薬剤性急性肝障害は、仕組みが完全に解明されておらず予防法もまだない
筑波大学は12月4日、薬剤の副作用による急性肝障害を抑制する新しい細胞の働きを世界で初めて発見したと発表した。この研究は、同大生存ダイナミクス研究センターの渋谷彰教授、鍋倉宰助教らの研究グループによるもの。研究成果は、⽶国科学誌「Immunity」のオンライン速報版に掲載されている。
画像はリリースより
薬剤の代謝は肝臓で⾏なわれることが多く、さまざまな代謝産物が肝臓に出現するため、副作⽤として肝障害が多いと考えられている。実際に、総合感冒薬、解熱鎮痛薬、抗⽣物質、抗がん剤、漢⽅薬など、普段使われる多くの薬剤の副作⽤の中で、急性肝障害は最も多いもののひとつ。重篤なものでは死亡するケースも⾒られることから、早期発⾒、早期対策が重要だ。しかし、薬剤の副作⽤による急性肝障害がどのように発症するかについては未解明の点が多く、またそれを予防する⽅法は現在のところない。
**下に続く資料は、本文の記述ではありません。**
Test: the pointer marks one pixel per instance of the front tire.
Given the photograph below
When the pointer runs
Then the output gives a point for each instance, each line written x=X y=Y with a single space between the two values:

⼀⽅、ここ数年で、肝臓内に1型⾃然リンパ球(ILC1)と呼ばれる特殊な細胞が存在することがわかってきた。しかし、その数は肝臓に存在する免疫細胞のおよそ2%前後で、肝臓を構成する肝細胞のわずか200分の1程度しかない。しかも、ILC1の肝臓における働きはほとんどわかっていなかった。
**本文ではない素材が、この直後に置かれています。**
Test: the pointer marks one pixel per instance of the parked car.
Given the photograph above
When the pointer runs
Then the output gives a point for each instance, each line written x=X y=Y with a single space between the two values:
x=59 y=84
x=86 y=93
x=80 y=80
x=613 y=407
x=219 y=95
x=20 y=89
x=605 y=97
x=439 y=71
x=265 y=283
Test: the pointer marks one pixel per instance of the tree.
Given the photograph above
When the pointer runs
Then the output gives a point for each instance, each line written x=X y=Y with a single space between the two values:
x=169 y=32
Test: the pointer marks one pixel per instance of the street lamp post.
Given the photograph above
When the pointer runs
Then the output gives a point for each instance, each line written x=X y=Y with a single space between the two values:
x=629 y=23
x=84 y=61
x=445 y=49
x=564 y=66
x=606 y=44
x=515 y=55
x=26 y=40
ILC1<IFNγ産生<Bcl-xL発現増加<肝細胞死低下<肝障害抑制
今回、研究グループは、薬物の副作⽤による急性肝障害の発症の仕組みを明らかにする⽬的で、ILC1に着⽬。急性肝障害を誘導する薬物として四塩化炭素(CCl4)を⽤いた。CCl4を投与した野⽣型マウスでは、投与前と⽐べてILC1の割合に変化はなかった。また、CCl4を投与した野⽣型マウスでは、肝障害マーカーであるALTという酵素が上昇したが、肝臓でILC1が激減しているマウス(Zfp683-/-)では、野⽣型マウスの4倍ほど⾼いALT値を⽰し、急性肝障害が顕著に悪化した。この結果は、ILC1が薬剤性急性肝障害を抑制することを⽰す。
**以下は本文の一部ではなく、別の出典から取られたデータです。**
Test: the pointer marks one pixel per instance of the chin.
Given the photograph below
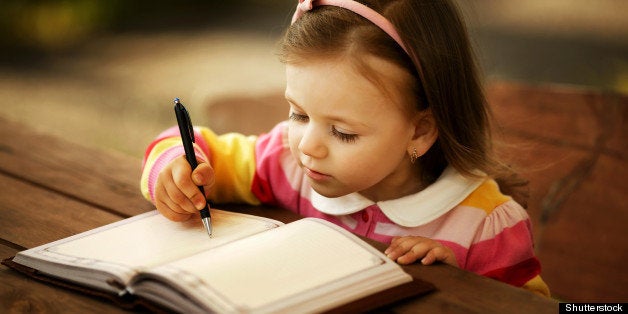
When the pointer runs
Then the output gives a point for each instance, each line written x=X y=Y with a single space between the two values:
x=330 y=193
次に研究グループは、ILC1が薬剤性急性肝障害を抑制するメカニズムを解明するために、ILC1が産⽣するインターフェロンγに着⽬。薬剤投与後、活性化したILC1は、徐々にインターフェロンγの産⽣を増加させた。⼀⽅、インターフェロンγを⽋損するマウスでは、野⽣型マウスに⽐べて、肝障害がより悪化し、同時に、細胞死抑制分⼦であるBcl-xLの発現も低下した。ILC1 が薬剤性急性肝障を抑制することをさらに確認するために、ILC1が存在しないマウス(Rag2-/- Il2rg-/-)に薬剤を投与したところ、重篤な肝障害が出現したが、このマウスの肝臓の静脈にILC1を移⼊し、肝臓にILC1を定着させると、薬剤を投与しても肝障害はほとんど起きなかった。以上の結果から、ILC1は薬剤により肝障害が発⽣するとインターフェロンγを産⽣し、肝細胞内で細胞死抑制分⼦であるBcl-xLの発現を増加させ、肝細胞死を低下させることで肝障害を抑制することが明らかとなった。
今回の研究は、これまで不明であった肝臓内のILC1の機能、および薬剤性急性肝障害の発症をILC1が抑制することの2点を世界で初めて明らかにしたもの。研究グループは、「今後、ILC1の機能を亢進させる薬剤を開発することにより、薬剤性急性肝障害の予防法の開発につながることが期待される」と、述べている。